The Yankees have agreed to terms with free agent starting pitcher Hiroki Kuroda on a one-year contract, reports ESPN.com's Buster Olney.
The deal is worth $15 million, plus incentives, according to Olney. Kuroda's one-year deal with the team in 2012 was worth $10 million.
Although recent reports had indicated that Kuroda preferred to pitch in Southern California, the Yankees were "very confident" that they will retain the starting pitcher, ESPN.com's Jayson Stark reported earlier.
Last week, the Dodgers and Angels appeared to become the favorites to land Kuroda due to his reported desire to remain close to his two daughters, who attend elementary school in the area.
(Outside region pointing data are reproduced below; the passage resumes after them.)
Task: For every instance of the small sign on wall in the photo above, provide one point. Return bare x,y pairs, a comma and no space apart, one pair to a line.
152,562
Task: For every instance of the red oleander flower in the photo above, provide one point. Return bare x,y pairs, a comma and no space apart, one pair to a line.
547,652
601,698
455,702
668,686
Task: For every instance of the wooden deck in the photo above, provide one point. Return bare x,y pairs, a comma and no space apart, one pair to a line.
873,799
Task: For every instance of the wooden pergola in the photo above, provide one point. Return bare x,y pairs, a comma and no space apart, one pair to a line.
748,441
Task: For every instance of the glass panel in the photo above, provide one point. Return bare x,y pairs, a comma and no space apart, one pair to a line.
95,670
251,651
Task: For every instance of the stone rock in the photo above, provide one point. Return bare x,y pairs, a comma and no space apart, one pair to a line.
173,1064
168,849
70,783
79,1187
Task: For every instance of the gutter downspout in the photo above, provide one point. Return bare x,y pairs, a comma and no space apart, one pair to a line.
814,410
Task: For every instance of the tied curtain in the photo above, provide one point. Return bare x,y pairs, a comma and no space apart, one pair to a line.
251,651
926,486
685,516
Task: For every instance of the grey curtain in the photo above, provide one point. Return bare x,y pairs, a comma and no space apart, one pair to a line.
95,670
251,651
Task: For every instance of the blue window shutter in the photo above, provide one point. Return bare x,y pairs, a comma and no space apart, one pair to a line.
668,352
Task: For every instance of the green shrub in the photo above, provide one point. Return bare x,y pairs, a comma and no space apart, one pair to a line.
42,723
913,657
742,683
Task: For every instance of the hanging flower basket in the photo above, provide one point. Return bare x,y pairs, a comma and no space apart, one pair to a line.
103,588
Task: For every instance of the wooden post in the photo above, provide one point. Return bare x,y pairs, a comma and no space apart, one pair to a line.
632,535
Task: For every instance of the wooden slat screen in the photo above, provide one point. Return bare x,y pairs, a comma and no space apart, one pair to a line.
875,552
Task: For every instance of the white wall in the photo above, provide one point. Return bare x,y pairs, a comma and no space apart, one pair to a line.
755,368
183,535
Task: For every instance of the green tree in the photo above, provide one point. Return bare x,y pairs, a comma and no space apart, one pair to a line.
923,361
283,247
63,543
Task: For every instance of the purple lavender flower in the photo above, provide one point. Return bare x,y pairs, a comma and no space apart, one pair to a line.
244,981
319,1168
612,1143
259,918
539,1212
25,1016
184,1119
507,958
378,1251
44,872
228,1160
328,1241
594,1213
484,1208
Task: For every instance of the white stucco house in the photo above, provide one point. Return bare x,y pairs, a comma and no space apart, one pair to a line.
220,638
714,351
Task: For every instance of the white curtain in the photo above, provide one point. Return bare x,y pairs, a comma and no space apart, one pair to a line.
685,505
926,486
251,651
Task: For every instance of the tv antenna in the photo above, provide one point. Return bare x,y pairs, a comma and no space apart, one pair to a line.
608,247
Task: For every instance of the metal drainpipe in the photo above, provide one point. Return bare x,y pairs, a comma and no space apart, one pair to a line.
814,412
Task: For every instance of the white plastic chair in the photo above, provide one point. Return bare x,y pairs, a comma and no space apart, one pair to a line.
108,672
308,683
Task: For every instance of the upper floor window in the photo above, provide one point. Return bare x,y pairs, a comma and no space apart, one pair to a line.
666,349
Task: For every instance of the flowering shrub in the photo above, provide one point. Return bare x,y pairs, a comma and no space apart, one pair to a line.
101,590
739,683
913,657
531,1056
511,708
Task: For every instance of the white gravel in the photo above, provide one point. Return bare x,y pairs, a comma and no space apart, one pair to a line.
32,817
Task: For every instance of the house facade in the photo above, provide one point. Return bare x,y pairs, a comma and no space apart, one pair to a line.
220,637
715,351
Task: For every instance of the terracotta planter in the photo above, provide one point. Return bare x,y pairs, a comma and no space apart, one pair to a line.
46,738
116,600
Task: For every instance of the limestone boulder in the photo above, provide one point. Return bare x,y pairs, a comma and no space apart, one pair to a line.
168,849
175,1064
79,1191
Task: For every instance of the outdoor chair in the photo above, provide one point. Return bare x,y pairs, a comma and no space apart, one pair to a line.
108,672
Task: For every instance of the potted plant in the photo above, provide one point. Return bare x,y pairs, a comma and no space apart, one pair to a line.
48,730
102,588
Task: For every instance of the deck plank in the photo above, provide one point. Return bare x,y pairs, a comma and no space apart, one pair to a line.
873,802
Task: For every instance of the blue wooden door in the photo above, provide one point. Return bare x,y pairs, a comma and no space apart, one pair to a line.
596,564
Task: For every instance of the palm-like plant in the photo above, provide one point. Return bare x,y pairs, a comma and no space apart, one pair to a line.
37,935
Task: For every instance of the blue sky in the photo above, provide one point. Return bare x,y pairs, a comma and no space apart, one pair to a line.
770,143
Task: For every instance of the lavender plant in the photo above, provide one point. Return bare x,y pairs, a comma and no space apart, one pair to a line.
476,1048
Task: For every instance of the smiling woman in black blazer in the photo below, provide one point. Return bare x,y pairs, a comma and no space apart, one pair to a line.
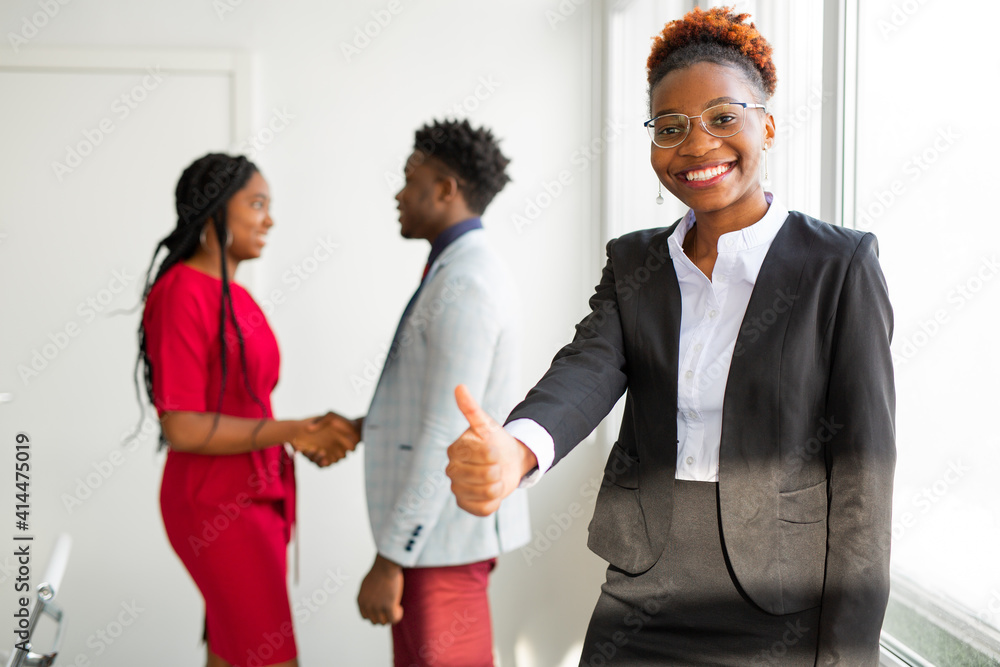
745,509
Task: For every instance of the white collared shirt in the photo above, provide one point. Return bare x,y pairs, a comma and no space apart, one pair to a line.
711,314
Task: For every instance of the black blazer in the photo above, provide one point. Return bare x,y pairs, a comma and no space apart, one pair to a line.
808,437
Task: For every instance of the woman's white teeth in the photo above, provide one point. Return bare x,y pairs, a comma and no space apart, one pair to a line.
706,174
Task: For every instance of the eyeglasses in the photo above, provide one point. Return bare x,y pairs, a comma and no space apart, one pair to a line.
722,120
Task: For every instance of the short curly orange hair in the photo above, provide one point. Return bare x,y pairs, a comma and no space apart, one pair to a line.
718,35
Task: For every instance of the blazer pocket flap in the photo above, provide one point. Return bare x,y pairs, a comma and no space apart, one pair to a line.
806,505
622,469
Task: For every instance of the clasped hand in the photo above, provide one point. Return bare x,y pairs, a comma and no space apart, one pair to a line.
327,439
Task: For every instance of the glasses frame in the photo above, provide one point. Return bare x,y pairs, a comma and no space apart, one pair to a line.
701,119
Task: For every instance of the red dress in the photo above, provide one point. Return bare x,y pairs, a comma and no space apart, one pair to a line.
229,518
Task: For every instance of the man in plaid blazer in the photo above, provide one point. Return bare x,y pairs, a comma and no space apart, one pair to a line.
430,575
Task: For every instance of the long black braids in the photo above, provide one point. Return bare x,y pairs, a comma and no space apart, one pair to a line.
202,193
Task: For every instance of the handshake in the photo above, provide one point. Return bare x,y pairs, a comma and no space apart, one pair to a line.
327,439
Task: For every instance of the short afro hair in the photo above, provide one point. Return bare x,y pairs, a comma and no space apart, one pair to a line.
472,154
718,36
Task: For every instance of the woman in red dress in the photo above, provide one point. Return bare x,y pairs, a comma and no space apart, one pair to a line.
210,363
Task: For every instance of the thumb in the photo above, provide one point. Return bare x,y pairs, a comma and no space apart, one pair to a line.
481,423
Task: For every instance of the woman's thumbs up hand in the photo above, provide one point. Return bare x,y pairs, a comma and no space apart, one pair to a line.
486,464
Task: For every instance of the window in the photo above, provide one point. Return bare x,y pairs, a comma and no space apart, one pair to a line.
923,189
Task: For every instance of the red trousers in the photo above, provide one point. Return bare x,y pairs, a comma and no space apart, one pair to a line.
446,617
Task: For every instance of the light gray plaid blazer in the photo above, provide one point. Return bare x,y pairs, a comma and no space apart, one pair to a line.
463,327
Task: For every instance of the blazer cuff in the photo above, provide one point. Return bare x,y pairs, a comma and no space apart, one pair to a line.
538,440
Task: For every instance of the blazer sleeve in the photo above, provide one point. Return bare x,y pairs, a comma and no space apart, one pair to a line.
860,462
462,329
586,377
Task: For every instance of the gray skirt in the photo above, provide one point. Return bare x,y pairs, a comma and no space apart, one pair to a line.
687,609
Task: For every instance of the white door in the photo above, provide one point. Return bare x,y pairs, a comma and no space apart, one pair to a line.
93,147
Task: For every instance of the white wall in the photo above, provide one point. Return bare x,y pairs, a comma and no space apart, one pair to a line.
332,173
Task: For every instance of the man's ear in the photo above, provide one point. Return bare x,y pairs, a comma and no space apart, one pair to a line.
448,189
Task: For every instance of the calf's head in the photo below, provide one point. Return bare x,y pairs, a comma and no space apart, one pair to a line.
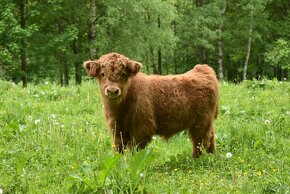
113,72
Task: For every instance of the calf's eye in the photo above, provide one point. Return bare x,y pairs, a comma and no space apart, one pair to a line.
102,74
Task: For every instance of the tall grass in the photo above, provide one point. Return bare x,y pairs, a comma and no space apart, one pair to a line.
55,140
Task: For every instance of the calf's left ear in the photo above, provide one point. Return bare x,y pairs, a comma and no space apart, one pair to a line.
134,67
92,67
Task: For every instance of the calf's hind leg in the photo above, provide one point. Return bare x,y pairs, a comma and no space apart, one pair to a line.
196,143
209,140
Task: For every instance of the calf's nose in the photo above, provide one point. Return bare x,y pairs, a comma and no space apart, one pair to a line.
112,92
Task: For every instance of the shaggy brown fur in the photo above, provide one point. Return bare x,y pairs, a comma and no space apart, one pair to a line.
139,106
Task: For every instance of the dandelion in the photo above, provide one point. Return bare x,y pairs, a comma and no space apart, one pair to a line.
37,121
229,155
267,122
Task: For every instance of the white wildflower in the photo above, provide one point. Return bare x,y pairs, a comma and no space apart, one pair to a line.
37,121
229,155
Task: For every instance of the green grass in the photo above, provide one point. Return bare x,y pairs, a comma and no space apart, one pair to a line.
55,140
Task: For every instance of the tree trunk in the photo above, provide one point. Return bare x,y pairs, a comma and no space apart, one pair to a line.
175,62
77,64
248,49
61,76
66,73
159,60
220,60
23,44
92,30
220,47
174,53
155,71
201,55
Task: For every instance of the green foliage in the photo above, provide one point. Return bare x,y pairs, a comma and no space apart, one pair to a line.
279,54
173,34
61,144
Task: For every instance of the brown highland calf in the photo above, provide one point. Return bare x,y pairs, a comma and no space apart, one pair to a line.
139,106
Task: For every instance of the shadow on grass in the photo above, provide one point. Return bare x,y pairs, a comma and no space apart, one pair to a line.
184,162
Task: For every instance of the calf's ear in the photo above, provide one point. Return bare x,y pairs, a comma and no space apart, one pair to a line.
92,67
134,67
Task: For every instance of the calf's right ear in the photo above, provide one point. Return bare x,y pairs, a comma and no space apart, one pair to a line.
92,67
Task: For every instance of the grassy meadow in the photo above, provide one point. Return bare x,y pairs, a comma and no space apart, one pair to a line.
55,140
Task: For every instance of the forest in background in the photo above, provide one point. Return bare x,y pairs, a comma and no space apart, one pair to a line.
49,39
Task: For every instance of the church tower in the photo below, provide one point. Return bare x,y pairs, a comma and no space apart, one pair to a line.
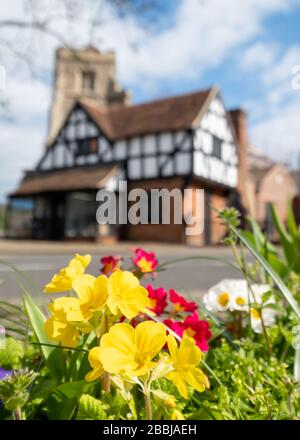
83,73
But the situation took a recent turn, according to Stark's previous report.
The Yankees are now acting "very confident" they're going to sign the 37-year-old Kuroda, and believe he will either pitch for them or return to Japan, say agents and clubs that have spoken with them. Meanwhile, other teams that have been reported as having interest in Kuroda -- particularly the Los Angeles Dodgers and Los Angeles Angels -- appear to have shifted their focus elsewhere.
The right-hander entered free agency after capping off a stellar year in the Bronx with two strong postseason outings, including an 11-strikeout effort in his ALCS start against the Tigers. He posted a 16-11 record, 3.32 ERA and 1.17 WHIP in a career-high 219.2 innings during the regular season, all top-10 in the American League.
Kuroda has expressed a desire to finish his career in Japan, but has not said when, according to the report. The Yankees are in search of depth in their rotation behind ace CC Sabathia, and retaining Kuroda would represent a crucial step.